Last week was Latina Equal Pay Day. December 8 marked how far into 2022 (11 months and eight days) Latinas had to work to make what men made in 2021.
Fifty-four cents to the dollar. In 2020, Latina Equal Pay Day was on the calendar for October 29. In 2021, that day was October 21. We fell behind approximately six weeks.
According to a press release by the National Women's Law Center, Latinas who work "full time, year-round lose $2,477 every month or $29,724 every year to the wage gap…adding to a staggering loss of $1,188,960 over a 40-year career."
The data is pretty damning, but what about the stories that contribute to this data. Lives could have been wholly different with the additional $29,724 annually!

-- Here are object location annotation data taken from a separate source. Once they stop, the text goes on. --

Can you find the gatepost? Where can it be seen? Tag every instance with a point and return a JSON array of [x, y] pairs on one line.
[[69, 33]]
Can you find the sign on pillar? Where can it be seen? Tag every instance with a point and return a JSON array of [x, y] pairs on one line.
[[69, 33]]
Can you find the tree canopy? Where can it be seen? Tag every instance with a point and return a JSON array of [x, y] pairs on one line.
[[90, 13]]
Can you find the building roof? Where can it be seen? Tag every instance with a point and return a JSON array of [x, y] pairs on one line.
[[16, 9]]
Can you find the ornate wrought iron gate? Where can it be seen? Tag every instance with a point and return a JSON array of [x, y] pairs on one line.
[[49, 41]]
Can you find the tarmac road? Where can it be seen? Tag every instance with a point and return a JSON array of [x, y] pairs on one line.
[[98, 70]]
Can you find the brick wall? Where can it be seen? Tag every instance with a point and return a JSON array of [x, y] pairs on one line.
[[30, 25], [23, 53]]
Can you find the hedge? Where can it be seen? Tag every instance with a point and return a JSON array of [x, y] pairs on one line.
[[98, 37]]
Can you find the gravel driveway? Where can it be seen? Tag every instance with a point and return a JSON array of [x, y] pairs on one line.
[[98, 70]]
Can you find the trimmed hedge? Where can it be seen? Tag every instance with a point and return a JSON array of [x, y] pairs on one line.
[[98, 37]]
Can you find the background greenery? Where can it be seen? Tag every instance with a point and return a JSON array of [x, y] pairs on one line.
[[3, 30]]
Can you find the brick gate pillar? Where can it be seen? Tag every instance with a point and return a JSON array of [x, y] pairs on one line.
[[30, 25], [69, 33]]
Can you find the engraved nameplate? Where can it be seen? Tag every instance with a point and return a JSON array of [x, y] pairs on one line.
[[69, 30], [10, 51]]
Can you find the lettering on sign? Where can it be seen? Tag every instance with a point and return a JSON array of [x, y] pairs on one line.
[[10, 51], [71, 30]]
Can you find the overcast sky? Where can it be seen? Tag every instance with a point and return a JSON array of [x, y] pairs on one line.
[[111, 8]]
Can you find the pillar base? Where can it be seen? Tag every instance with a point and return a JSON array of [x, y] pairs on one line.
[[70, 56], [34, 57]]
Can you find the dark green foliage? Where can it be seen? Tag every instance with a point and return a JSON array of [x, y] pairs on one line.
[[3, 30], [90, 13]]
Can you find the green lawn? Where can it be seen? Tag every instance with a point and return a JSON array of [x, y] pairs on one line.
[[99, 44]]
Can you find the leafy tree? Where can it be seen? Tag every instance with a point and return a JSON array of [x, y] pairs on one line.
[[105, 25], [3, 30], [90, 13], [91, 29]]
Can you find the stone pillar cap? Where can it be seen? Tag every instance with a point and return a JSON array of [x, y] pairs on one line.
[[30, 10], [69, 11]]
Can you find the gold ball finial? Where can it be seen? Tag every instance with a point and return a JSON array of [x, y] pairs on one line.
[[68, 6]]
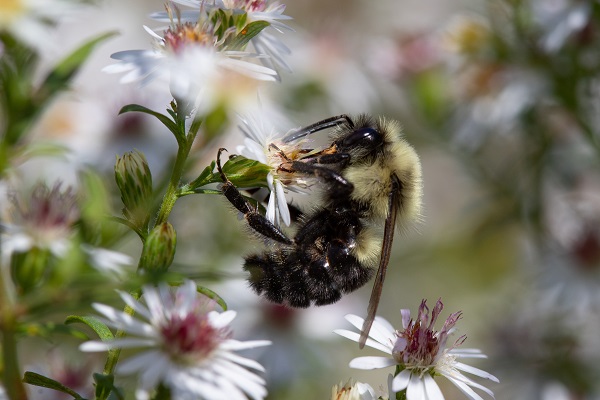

How do we get to this point? Easy, salary decisions were made by people with titles in offices across the country. It's long bothered me at the number of times I experienced moments of inequity:
A white female boss who repeatedly reminded me I lacked a degree each year during annual reviews. Never mind the career pivot, the new and advanced skillsets, the clutch saves, the minimum of two bonuses a year, the numerous instances of positive feedback emailed, and the high integrity of my work. (Before you ask, yes, I did get that degree)
There was the HR liaison who ignored my repeated requests for a job description review against the actual work I was doing. It would have been a financial game-changer.
The women of color with titles who decided the way to implement progress was to reduce and move very professional employees (me included) of color and age to service positions.
And finally, the white male champion who took me under his wing only to drop me when his career progression (and mine) became the object of office politics.
There was so much I could have done differently. However, none of that negates the culture of defending against basic earning power.
This topic has been on my mind so long. The bad was bad but the good was also good. When I finally took my skills elsewhere, I increased my salary by 30 percent. 30 percent! Read that again.
So, Latinas and women of color, how did you experience financial inequity? What do your moments look like?
A note to the personalities above: the experiences learned will continuously have a place in conversations of Equal Pay Day for women of color every year.